シモンは誰とか従者ってなんでとか、その服はなんだよとかね。
「はじめまして。カンナ・アイダです。小鞠ちゃんのお母さん代わりよ。この人はわたしの夫の菊雄さん。小鞠ちゃんのお父さん代わり。キクオ・アイダ。オッケー?」
相手は流暢な日本語を話してるのに最後はオッケーか。
外国人に弱い日本人が出てます、冠奈さん。
小鞠はカウンターにつく3人を見た。
それにしてもそぐわない。
コスプレ外国人が冠奈さん趣味のメルヘン喫茶店にいるってすごく変な感じなんですが。
「わたしはシモン・エルヴァスティと申します。カッレラ王国第13――」
思わす小鞠はシモンの口を押さえてカウンター席から引き摺り下ろしていた。
店の入口まで引っぱっていって小声で言う。
「マスターと冠奈さんに異世界とか変なことを言わないで。あなたもテディもオロフも北欧の小さな島国から来た留学生。で、その服は日本のアニメにハマってて今日はイベントに出てたって言うの。いい?」
「嘘をつけと?キクオがマスターということはコマリの師だろうに。しかもあの二人はあなたの親代わりなのでは?」
「マスターってそのマスターじゃなくてね。ああもう、いいから言うとおりにして」
青い目を覗き込んで「いいわね」と念を押すと、シモンの頬がほんのり赤くなった。
ちょっと待って、目がうっとりしてきてる気がする。
「ああ。コマリのいいように」
犬か、犬になるのかシモン。
なんだか命じたらそのとおりやってくれちゃいそうな気がするなぁ。
小鞠はブルルと首を振る。
いけない。
ちょっと自分の中に女王様が見えかけた。
そっちの趣味はないないない、と額を押さえ彼女は「戻ろう」とカウンターを指差す。
「内緒話はもう終わり?やぁねぇラブラブ?」
「冠奈さん、なんでも恋愛に話を持っていくのはやめてください」
「えぇ?だけどテディ君とオロフ君がシモン様と小鞠様はご結婚なさる運命ですって言ってるけど。なんとか王国第13代次期国王シモン様の王妃が小鞠ちゃんなんでしょう?」
ぎゃあ、ぬかった。
従者二人に口止めしてない。
っていうかおしゃべりめぇ。
じろりと小鞠が二人を睨みつけたが彼らはきょとんとしている。
うわぁん、こっちの常識が彼らには通じないー。
カウンターからコーヒーを三つ出しながら菊雄が楽しそうに笑った。
「異世界の13代王子様とかおもしろい設定だ。日本のアニメは外国でも人気らしいし、今はそういう話が流行ってるのか?」
「いえ、マスターキクオ。本当の話です」
シモンが首を振る。
黙れ、シモン。
コマリのいいようにと言った舌の根も乾かんうちに何を言いやがりますか。
思わず小鞠はシモンの頭をはたいていた。
テディとオロフがぎょっとしたがかまうもんか。
おおかた王子の頭をぶっ叩く人がいなかったってだけだろう。
びっくりしたような顔をしているシモンに、彼女は「黙って」と口パクで伝えたが、彼は首を傾げる。

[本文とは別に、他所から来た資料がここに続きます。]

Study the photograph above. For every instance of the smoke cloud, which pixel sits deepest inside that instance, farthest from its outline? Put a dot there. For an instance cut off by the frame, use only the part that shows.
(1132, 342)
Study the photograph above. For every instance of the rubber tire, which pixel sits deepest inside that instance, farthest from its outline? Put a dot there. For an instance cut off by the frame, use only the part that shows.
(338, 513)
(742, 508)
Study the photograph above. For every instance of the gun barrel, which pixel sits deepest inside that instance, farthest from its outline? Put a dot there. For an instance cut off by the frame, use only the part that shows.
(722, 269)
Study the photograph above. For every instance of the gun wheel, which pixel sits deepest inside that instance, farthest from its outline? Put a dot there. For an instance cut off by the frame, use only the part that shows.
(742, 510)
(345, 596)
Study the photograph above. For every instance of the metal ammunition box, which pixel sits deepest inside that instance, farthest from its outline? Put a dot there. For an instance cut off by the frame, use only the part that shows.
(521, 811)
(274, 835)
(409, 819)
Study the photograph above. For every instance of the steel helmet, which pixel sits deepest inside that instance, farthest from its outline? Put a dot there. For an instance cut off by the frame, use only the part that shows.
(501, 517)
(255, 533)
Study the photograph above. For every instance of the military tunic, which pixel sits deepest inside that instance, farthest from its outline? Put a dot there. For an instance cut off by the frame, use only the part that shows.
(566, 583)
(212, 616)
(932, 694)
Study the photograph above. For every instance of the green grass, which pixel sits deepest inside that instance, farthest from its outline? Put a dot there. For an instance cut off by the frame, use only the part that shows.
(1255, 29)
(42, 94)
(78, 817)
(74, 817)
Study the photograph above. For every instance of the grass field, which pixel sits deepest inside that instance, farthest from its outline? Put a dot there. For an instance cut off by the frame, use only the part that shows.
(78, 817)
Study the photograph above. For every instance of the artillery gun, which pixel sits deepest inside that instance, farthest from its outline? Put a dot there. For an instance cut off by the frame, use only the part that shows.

「コマリ、何だ?声に出してくれないとわからないのだが――」
そこへ店の扉が開いてドアベルが鳴った。
そこで小鞠たちの会話は途切れる。
逆に店の入口から「キャァ」と黄色い声がした。
「いたぁ。この辺りで見失ったからどこに消えたかと――あのぉ、すみません。写真を撮らせてもらってもかまいませんか?あ、日本語通じない?えっとピクチャー……なんだっけ?」
年若い女の子が3人、シモンたちに近づく。
うわ、勇気あるな。
英語もできないのに外国人に話しかけるなんて。
だがそこで小鞠はハッとした。
シモンたちは服装をのぞいても目立つ顔立ちをしている。
この写真がもしどこかの雑誌社とかに送られたら困ったことになるのではないか。
(異世界人だから国籍不明だし……警察とか出てきたらヤバイぃ~)
小鞠はずずいと女の子たちの間に入って首を振った。
「すみません。この人たち宗教上の関係で写真は駄目だそうです。魂を抜かれるとかって信じてるらしくって、隠し撮りでも何でも写真を取られると国では切腹――あ、や、えと絞首刑にされるとかって、厳しい法があるらしいんです」
「えー?マジぃ、それなんか嘘っぽぉい」
「ていうかあなたに聞いてないし~」
「実はこの人たちに近づいてほしくないとか?」
やっぱり苦しい言い訳だったかと小鞠が困っていると、背後からにゅと手が伸びて次の瞬間、彼女はシモンの腕の中にいた。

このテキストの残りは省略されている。